Any reason for the beauty bias peddler Sephora to close all of its U.S. stores, even for one hour, is cause for celebration.
But on Wednesday, their one-hour shutdown was an attempt to remedy 50 years of corporate racism by conducting "inclusion workshops" for 16,000 employees. Last week, R&B singer SZA tweeted that she'd been racially profiled in a Calabasas Sephora, posting, "Lmao Sandy Sephora location 614 Calabasas called security to make sure I wasn't stealing . We had a long talk. U have a blessed day Sandy." She added, "Can a bitch cop her fenty in peace er whut." In response, Sephora apologized on Twitter using balanced corporate lingo that upholds their two dogmas: "The customer is always right" and "But we can't admit that we're racist." They told SZA, "You are a part of the Sephora familial, and we are committed to ensuring every member of our community feels welcome and included at our stores."
So Sephora, possibly taking a cue from Starbucks' mandatory "racial-bias education" last year, closed down over 400 stores for diversity training: an ineffective bureaucratic tool used to project the image that a brand is "inclusive," despite contradictory data. The training is a token exercise in good publicity and damage control. As Katherine Milkman, researcher and professor at the Wharton School of the University of Pennsylvania, told HuffPost, "It's well-intentioned and it's unlikely that they're doing any serious harm, but Sephora is not going to solve racial discrimination today."

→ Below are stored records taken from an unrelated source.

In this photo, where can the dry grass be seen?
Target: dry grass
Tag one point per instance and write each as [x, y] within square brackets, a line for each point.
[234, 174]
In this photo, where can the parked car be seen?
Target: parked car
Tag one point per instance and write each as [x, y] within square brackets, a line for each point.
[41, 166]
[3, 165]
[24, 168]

Milkman was one of the researchers behind the National Academy of Sciences' study on the effectiveness of diversity training. "Research we've done shows that these kinds of trainings don't do much to change behavior," she added. "The goal isn't exclusively to improve. The goal is to signal the brand cares and they're taking drastic action." At best, the study showed that diversity training may encourage female employees and people of color to support other women or minorities, but male participants did not display any notable changes in behavior. Furthermore, other studies suggest that mandatory diversity training can foster resentment towards women and minorities when it comes to hiring, pointing to declined rates among companies that enforce training.
Even if a company aims to use training programs for genuine change, a one-day session is just a "band-aid" on a larger institutional problem, as Milkman puts it. Of course, racism can't be solved in one day; experts who train retail leaders in inclusion and diversity point out the multi-faceted and borderline therapeutic tactics it takes to make diversity training work. Sephora has acknowledged that "the store closure is part of a long journey in our aspiration to create a more inclusive beauty community and workplace." Their company statement adds, "We'll be discussing what it means to belong, across many different lenses that include, but are not limited to, gender identity, race and ethnicity, age, abilities, and more."

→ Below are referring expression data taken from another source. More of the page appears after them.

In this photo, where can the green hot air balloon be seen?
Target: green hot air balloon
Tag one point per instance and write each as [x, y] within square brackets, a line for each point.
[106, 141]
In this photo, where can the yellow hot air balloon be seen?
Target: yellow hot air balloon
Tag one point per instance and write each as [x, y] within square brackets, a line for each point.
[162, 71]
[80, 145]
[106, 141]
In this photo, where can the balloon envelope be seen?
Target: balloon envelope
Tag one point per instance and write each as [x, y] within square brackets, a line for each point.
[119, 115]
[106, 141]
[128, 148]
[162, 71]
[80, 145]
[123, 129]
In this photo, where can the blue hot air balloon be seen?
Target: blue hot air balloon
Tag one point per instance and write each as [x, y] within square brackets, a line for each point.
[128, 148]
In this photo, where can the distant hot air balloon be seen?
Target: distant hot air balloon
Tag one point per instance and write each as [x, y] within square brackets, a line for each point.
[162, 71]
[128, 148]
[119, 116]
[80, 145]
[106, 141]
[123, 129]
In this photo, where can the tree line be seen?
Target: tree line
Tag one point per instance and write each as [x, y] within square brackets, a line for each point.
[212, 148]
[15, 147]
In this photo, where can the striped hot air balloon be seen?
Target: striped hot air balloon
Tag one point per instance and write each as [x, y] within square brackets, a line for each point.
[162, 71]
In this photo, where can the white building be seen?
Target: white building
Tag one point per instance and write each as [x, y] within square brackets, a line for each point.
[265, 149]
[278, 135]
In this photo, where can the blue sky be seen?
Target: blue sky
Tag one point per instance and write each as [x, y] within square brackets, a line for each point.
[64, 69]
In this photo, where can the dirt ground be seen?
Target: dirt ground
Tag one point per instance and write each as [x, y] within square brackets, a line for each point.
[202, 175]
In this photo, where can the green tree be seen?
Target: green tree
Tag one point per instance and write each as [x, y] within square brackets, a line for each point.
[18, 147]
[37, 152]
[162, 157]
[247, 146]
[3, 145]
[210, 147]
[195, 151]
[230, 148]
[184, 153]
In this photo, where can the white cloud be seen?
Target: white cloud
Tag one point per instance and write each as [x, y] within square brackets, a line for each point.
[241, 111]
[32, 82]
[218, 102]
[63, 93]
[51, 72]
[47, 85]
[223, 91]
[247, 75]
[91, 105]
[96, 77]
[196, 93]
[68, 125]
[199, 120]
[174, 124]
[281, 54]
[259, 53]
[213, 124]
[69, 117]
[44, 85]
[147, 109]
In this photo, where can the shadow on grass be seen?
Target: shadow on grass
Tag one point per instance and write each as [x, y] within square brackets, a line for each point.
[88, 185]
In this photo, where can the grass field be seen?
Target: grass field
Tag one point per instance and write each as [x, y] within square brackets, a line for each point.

Sephora claims that the training wasn't prompted by SZA's incident, but rather a pre-planned part of their "We Belong to Something Beautiful" campaign. However, it's widely-known that retail beauty stores, from Sephora to Mac and Ulta Beauty, seem to share a commonality of racial profiling. Customer complaints range from accusations of shoplifting to refusal of service, with customers of various non-white ethnicities experiencing discrimination.
Today, Sephora employees, now donning t-shirts bearing the "We Belong to Something Beautiful" slogan, have not publicly discussed the nature of the one-hour training. As for SZA, at least Rihanna responded to the incident by sending the singer a Fenty gift card with a handwritten note reading, "Go buy yo Fenty Beauty in peace sis."